IVI created the software tool VAEIMS to transfer data surrounding the adverse events following immunization (AEFI) to central and global healthcare databases. With support from WHO, VAEIMS was deployed at the national level in Cambodia in 2017 to better inform decision making around vaccination.

 

Training

Since 2004, nine individuals from Cambodia have participated in IVI’s International Vaccinology Course.

 

Previous Collaboration

 

The Pediatric Dengue Vaccine Initiative (PDVI) and Dengue Vaccine Initiative (DVI)

IVI launched the PDVI in 2004 with a cost-of-illness study in Cambodia which aimed to assess the burden of Dengue and public willingness to pay for the vaccine. Specifically, this program sought out to analyze the potential of Dengue vaccines to become more prominent in national childhood immunization programs. With funding from the Heller School for Social Policy and Welfare at Brandeis University, IVI conducted facility-based studies to evaluate the social and economic cost of Dengue over the next several years. 

 

By 2008, PDVI studies revealed that nationally reported Dengue cases severely underestimated the true burden of the disease in Cambodia. PDVI established the Dengue Prevention Boards in the Asia-Pacific and Americas Meetings, which convened in Cambodia in 2009 to discuss Dengue vaccine licensing, testing, surveillance and implementation at the national level.

 

In collaboration with the U.S. CDC, PDVI developed the user-friendly software DenguEcon in 2010. This free resource allows Cambodia and other affected countries to determine the health economic impact of Dengue.

In 2014, IVI expanded its Dengue vaccine efforts through the DVI and began preparation for the launch of new field sites in Cambodia and other target countries through the next year. 

 

Respiratory Pathogen Vaccine Program

With funding from the U.S. CDC in 2007, IVI and the Pasteur institute conducted a two-year study to assess the severity and risk factors of influenza in Cambodian children being treated in clinic and hospital settings throughout the Kampong Cham province.

 

To differentiate Dengue from other common causes of fever such as Influenza, the U.S. CDC funded a separate collaborative effort between IVI and the Pasteur institute in 2007. Titled “Epidemiology of Influenza in Tropical and Developing Countries,” this project investigated the co-existence of seasonal influenza and dengue fever at the field site in Kampong Cham. Among patients who presented with fever to government clinics and hospitals, 251 cases of dengue and 63 cases of influenza were identified in 2009. This study provided a useful model for adapting disease surveillance platforms to test for multiple pathogens at once. The data was further analyzed to determine factors such as the dengue serotype, influenza strain, and prevalence of co-infection of dengue and influenza.

 

Rotavirus Diarrhea Vaccine Program

In 2003, Gavi, The Health Alliance approved the creation of the Accelerated Development and Introduction Plan (ADIP) for rotavirus vaccines to reduce the global burden of the rotavirus. This ADIP became the Rotavirus Vaccine Program (RVP). With funding from PATH and the RVP, IVI scientists worked to develop a protocol to conduct standardized hospital-based studies in Vientiane, Laos; Phnom Penh, Cambodia; Ulaanbaatar, Mongolia; and Colombo, Sri Lanka.

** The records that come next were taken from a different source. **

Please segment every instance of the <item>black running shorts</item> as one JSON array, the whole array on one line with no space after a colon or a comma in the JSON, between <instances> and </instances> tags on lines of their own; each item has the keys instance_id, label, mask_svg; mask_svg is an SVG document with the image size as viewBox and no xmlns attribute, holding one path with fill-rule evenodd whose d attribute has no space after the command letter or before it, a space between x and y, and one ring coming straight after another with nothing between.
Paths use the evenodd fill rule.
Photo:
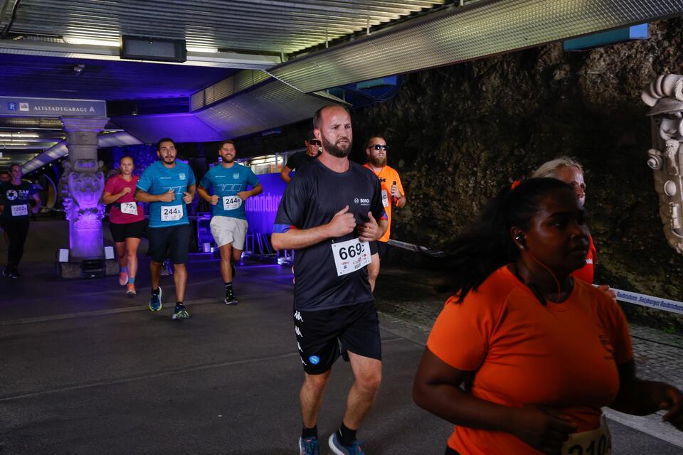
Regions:
<instances>
[{"instance_id":1,"label":"black running shorts","mask_svg":"<svg viewBox=\"0 0 683 455\"><path fill-rule=\"evenodd\" d=\"M375 253L379 254L379 258L382 259L386 255L386 250L389 247L389 244L386 242L380 242L377 240L376 242L370 242L370 255L372 256Z\"/></svg>"},{"instance_id":2,"label":"black running shorts","mask_svg":"<svg viewBox=\"0 0 683 455\"><path fill-rule=\"evenodd\" d=\"M328 371L342 351L382 360L374 301L319 311L295 309L294 326L304 371L309 375Z\"/></svg>"},{"instance_id":3,"label":"black running shorts","mask_svg":"<svg viewBox=\"0 0 683 455\"><path fill-rule=\"evenodd\" d=\"M112 239L114 242L125 242L127 238L139 239L142 237L144 228L147 226L147 220L140 220L135 223L127 224L109 223L109 228L112 231Z\"/></svg>"},{"instance_id":4,"label":"black running shorts","mask_svg":"<svg viewBox=\"0 0 683 455\"><path fill-rule=\"evenodd\" d=\"M147 228L149 255L154 262L163 262L166 252L171 264L185 264L190 247L190 225Z\"/></svg>"}]
</instances>

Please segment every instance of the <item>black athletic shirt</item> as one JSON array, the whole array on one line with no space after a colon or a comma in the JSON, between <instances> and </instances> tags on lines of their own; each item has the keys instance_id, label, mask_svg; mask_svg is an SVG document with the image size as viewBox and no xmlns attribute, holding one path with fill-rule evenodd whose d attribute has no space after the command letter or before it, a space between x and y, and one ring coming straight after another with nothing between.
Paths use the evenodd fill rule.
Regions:
<instances>
[{"instance_id":1,"label":"black athletic shirt","mask_svg":"<svg viewBox=\"0 0 683 455\"><path fill-rule=\"evenodd\" d=\"M300 171L304 165L308 164L316 158L317 158L317 155L311 156L305 151L297 151L287 159L287 164L285 166L290 169L299 169Z\"/></svg>"},{"instance_id":2,"label":"black athletic shirt","mask_svg":"<svg viewBox=\"0 0 683 455\"><path fill-rule=\"evenodd\" d=\"M356 223L386 219L382 205L379 180L371 171L351 162L346 172L328 168L319 160L304 166L285 191L273 232L290 228L310 229L329 223L345 205ZM371 301L367 267L338 277L332 255L333 242L357 238L355 230L343 237L327 239L295 255L294 306L296 309L316 311Z\"/></svg>"}]
</instances>

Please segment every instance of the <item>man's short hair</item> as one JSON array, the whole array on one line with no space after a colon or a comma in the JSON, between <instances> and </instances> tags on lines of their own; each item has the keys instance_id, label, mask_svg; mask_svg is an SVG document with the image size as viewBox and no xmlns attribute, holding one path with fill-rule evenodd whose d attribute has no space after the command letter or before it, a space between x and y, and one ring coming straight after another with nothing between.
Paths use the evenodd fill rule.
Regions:
<instances>
[{"instance_id":1,"label":"man's short hair","mask_svg":"<svg viewBox=\"0 0 683 455\"><path fill-rule=\"evenodd\" d=\"M531 178L543 178L546 177L555 178L557 172L562 168L576 168L583 173L583 168L573 158L560 156L549 161L546 161L531 174Z\"/></svg>"},{"instance_id":2,"label":"man's short hair","mask_svg":"<svg viewBox=\"0 0 683 455\"><path fill-rule=\"evenodd\" d=\"M237 146L235 145L235 141L233 139L226 139L225 141L221 141L221 143L218 144L218 150L223 149L223 146L226 144L232 144L233 146L235 147L235 150L237 150Z\"/></svg>"},{"instance_id":3,"label":"man's short hair","mask_svg":"<svg viewBox=\"0 0 683 455\"><path fill-rule=\"evenodd\" d=\"M172 139L170 137L162 137L162 139L159 139L159 142L157 143L157 150L162 149L162 142L171 142L173 144L173 146L176 146L176 141Z\"/></svg>"},{"instance_id":4,"label":"man's short hair","mask_svg":"<svg viewBox=\"0 0 683 455\"><path fill-rule=\"evenodd\" d=\"M349 112L349 109L346 109L346 106L342 106L341 105L327 105L323 106L318 110L315 111L315 114L313 115L313 129L320 129L320 123L322 122L322 111L330 107L341 107L344 110L346 111L346 113L349 115L351 112Z\"/></svg>"},{"instance_id":5,"label":"man's short hair","mask_svg":"<svg viewBox=\"0 0 683 455\"><path fill-rule=\"evenodd\" d=\"M386 142L386 139L381 134L375 134L374 136L371 136L369 139L368 139L368 141L365 143L366 150L367 150L368 147L370 146L370 144L372 144L372 139L382 139L383 141Z\"/></svg>"}]
</instances>

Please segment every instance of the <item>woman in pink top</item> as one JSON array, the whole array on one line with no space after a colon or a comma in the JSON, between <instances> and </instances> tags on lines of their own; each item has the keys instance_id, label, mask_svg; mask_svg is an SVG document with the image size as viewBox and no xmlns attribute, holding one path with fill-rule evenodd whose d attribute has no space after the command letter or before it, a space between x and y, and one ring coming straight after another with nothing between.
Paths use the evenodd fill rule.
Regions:
<instances>
[{"instance_id":1,"label":"woman in pink top","mask_svg":"<svg viewBox=\"0 0 683 455\"><path fill-rule=\"evenodd\" d=\"M126 295L135 295L135 274L137 272L137 247L147 225L142 204L135 201L135 185L139 177L132 175L135 165L130 156L119 162L120 173L105 184L102 202L112 204L109 213L112 237L119 259L119 284L127 285Z\"/></svg>"}]
</instances>

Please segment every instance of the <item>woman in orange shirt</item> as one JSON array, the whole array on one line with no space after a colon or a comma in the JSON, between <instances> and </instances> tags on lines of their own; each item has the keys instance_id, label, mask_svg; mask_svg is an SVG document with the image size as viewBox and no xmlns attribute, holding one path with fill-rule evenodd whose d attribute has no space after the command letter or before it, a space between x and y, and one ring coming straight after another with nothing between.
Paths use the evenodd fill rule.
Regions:
<instances>
[{"instance_id":1,"label":"woman in orange shirt","mask_svg":"<svg viewBox=\"0 0 683 455\"><path fill-rule=\"evenodd\" d=\"M606 455L603 406L669 410L664 419L680 424L681 392L635 377L621 309L571 276L588 235L571 187L531 178L501 191L455 241L453 296L413 388L419 406L455 425L447 454Z\"/></svg>"}]
</instances>

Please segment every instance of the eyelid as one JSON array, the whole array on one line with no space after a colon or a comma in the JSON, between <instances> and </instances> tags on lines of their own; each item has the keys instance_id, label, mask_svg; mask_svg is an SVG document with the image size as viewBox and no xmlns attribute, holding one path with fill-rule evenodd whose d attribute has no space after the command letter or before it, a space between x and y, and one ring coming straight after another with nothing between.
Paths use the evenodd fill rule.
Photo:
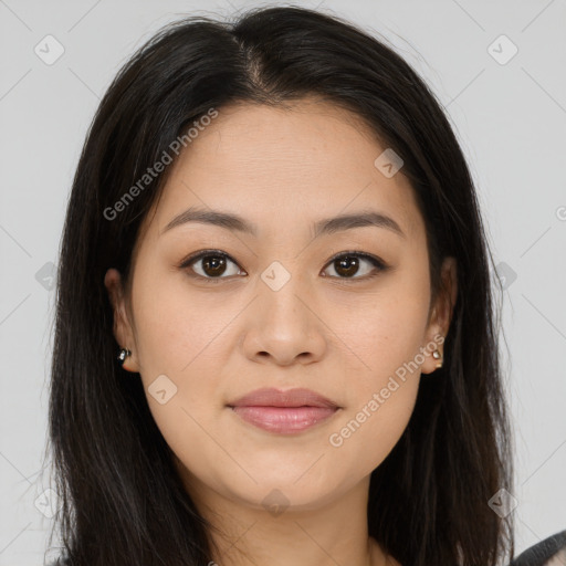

In 2005, pediatricians and public health agencies began enrolling children in these studies. In addition to enrolling suspected rotavirus cases into Cambodia’s hospital-based surveillance study, IVI scientists also supplied collaborators with the capacity to perform G and P typing for rotavirus strains and invited one local scientist to go through short term molecular virologic typing training at the University of Melbourne. By 2007, 1,920 children were enrolled in the Phnom Penh study, 833 of which were suffering from Rotavirus. After data collection was completed in 2007, it was discovered that 56% of diarrhea patients in Cambodia tested positive for rotavirus. After another two-year extension of the study, final results were used to help determine the national incidence of rotavirus diarrhea in Cambodia.